“Virtual Reality In The Classroom: Is Virtual Reality Making a Comeback in Education?” — Anand Timothy | ELearningIndustry
The concept of an alternate existence has been in the talking for generations. Call it time travel or teleporting, we have, at some level, always been fascinated by an experience that allows us to be transported anywhere without actually ‘going’ anywhere. It is the foresight of a few visionaries that has laid the foundation of virtual reality (VR). These few inventors in the 80s and 90s during the personal computing boom believed that this (at that time utopian concept) could become a reality. The population was curious to see what this technology had to offer and virtual reality became a big talking point. However, at that time, the immersive experience that was expected from the digital landscape was missing and virtual reality industry almost went away in the 90s. At that time, another and a more powerful technological revolution was gaining speed… The age of the internet was upon us.
Though virtual reality was not making a lot of noise, technological exploration continued silently in this field.

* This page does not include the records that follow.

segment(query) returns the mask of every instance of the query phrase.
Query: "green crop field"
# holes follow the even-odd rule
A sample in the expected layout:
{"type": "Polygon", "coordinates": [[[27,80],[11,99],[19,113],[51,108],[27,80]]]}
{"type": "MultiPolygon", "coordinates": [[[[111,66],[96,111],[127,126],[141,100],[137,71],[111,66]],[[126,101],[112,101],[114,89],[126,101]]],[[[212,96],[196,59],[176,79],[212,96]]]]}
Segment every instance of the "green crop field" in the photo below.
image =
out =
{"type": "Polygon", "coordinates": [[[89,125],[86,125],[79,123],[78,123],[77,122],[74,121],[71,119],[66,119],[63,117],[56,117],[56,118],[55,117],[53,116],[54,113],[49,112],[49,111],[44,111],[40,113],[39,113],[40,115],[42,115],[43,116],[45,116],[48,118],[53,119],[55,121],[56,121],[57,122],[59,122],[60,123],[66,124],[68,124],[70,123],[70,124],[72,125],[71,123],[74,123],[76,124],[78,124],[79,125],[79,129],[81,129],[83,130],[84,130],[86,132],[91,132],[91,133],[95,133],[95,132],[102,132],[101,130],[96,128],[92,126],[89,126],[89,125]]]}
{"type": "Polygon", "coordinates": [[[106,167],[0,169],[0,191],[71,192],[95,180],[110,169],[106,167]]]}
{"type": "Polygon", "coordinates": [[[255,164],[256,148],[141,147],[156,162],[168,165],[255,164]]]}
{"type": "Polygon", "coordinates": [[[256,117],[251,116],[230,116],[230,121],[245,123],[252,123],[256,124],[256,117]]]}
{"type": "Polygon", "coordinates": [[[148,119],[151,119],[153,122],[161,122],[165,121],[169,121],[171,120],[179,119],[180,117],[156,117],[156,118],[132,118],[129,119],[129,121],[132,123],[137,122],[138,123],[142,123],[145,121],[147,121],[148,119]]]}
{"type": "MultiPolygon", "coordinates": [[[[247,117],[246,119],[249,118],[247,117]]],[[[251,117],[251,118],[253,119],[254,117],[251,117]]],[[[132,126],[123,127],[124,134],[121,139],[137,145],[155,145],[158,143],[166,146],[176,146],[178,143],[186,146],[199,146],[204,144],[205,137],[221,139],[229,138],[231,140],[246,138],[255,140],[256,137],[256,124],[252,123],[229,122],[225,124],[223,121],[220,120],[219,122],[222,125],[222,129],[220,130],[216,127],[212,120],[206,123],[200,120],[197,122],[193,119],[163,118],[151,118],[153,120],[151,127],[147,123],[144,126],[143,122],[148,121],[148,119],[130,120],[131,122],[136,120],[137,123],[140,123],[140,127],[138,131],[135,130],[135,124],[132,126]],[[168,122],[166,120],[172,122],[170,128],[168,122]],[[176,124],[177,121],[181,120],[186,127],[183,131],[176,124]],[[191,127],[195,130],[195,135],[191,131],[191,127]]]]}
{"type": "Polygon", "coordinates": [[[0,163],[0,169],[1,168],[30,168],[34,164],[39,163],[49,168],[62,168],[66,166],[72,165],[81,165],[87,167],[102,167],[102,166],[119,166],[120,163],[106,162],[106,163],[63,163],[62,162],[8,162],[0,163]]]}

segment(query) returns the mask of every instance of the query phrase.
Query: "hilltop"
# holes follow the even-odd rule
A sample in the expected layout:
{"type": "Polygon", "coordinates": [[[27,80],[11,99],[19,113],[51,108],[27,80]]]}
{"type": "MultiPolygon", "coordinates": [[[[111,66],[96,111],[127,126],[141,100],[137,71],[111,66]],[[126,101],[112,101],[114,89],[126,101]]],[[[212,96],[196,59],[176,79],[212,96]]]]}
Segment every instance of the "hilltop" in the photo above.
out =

It was from 2012 that technology startups managed to raise more than $1.46 billion in venture capital in virtual reality. Then, two years ago, Palmer Luckey ago put together the Oculus Rift, his own version of the virtual reality headset where the entire experience was far realer and lifelike. Gradually, but surely, the market interest in virtual reality began to increase. Though it was used mainly in gaming, virtual reality made its presence felt in different industries, from military to aviation to learning. Some educationally progressive schools in the US and Europe were charmed by the potential of this technology and tried implementing virtual reality in the classroom. Though the exact statistics of virtual reality in the classroom is not easily available, anecdotal evidence suggests that there was a fair surge of companies that provided virtual reality enabled educational curriculum. One of the most popular and successful models of virtual reality in learning was the World of Comenius project. This project was a biology lesson for a school in the Czech Republic that used a Leap Motion controller and customized Oculus Rift DK2 headset to facilitate innovative scientific learning.